This impatience to pick a winner looks more and more likely to be frustrated by events. More important, it could also undercut the public's understanding of what the 1984 electorate is really saying.
It could prove just as likely that the two front-runners, Walter Mondale and Gary Hart, could trade successes all the way to the California primary finale on June 5. They could go to the convention in a near deadlock. With challenges to some state delegate slates and the fact under new party rules that no delegate will be bound to a candidate by the results of the primaries, the outcome could defy the quick knockout predilection of the campaign's coverage so far.
Even if Mondale continued to hold his 3-to-2 lead in delegates, a defeat at Hart's hands in California and national polls showing Hart continuing to do better than Mondale against Ronald Reagan could produce a lot of pressure at the convention. At the least, a delegate-rich Mondale might be forced to take Hart as a running mate - or vice versa if Hart leads. Some serious observers even muse that the current candidates might exhaust themselves by summer and a fresh candidate be brought on to unify the party. Given these possibilities, what sense does it make for the candidates to batter one another in campaign ads and negative, week-to-week, knockout-style debate?
In 1976 on the Republican side it looked as though Gerald Ford had it all wrapped up. For the sake of party harmony, Ronald Reagan was urged to drop out. But Reagan won the North Carolina primary and ran up a string of victories that sent the race to the convention in doubt. The Republicans never have had a binding rule for delegates, and there were no major defections. Ford won after Reagan's last-minute attempt to name a running mate in advance. Ford picked Robert Dole for his ticket. Reagan in 1980 accepted George Bush, his chief but decisively beaten competitor, after exploring the notion of a Reagan-Ford ticket.
How a nomination race is run has a lot to do with how much party harmony can be mustered later.
We still think the tightened Democratic race is on balance healthy. Each individual primary tells something about national considerations, as well as something about local politics. Certainly Jesse Jackson's presence on the ballot in Illinois - home state of Jackson's Operation PUSH - keeps the interests of minorities to the fore. Jackson's presence, plus the vagaries of Chicago city politics, should make one cautious about reading the Illinois outcome as a decisive Hart-Mondale test. Next week, Connecticut with its penchant for independent voting could well swing to Hart. After that it's New York, then Pennsylvania. And weeks later, Ohio, New Jersey, and California, all notorious swing states.

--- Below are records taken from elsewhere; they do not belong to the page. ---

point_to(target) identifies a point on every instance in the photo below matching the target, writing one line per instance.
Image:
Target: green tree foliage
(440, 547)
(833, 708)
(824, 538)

It should be the overall pattern, not just the week-to-week bounce, that should be followed. Some analysts are seeing ''two Democratic parties'' emerge in 1984 - a coalition of working class and senior Democrats backing Mondale, a younger and upwardly mobile set of Democrats for Hart. Others see the nation's economic map imposing itself on the race: Mondale stronger in the upper Midwest, the farm and industrial regions beset by structural problems or not fully recovered from the recession; Hart ahead in growth areas like Florida, and the high-tech suburban belts around Atlanta and Boston.
There probably are many ''Democratic parties,'' that defy horse-race or prize-fight analysis - much as one should be modest about oversimplifying 1984 Republicanism in social, regional, or economic terms.
Let's let the 1984 race itself describe 1984 politics, and resist the rush to judgment.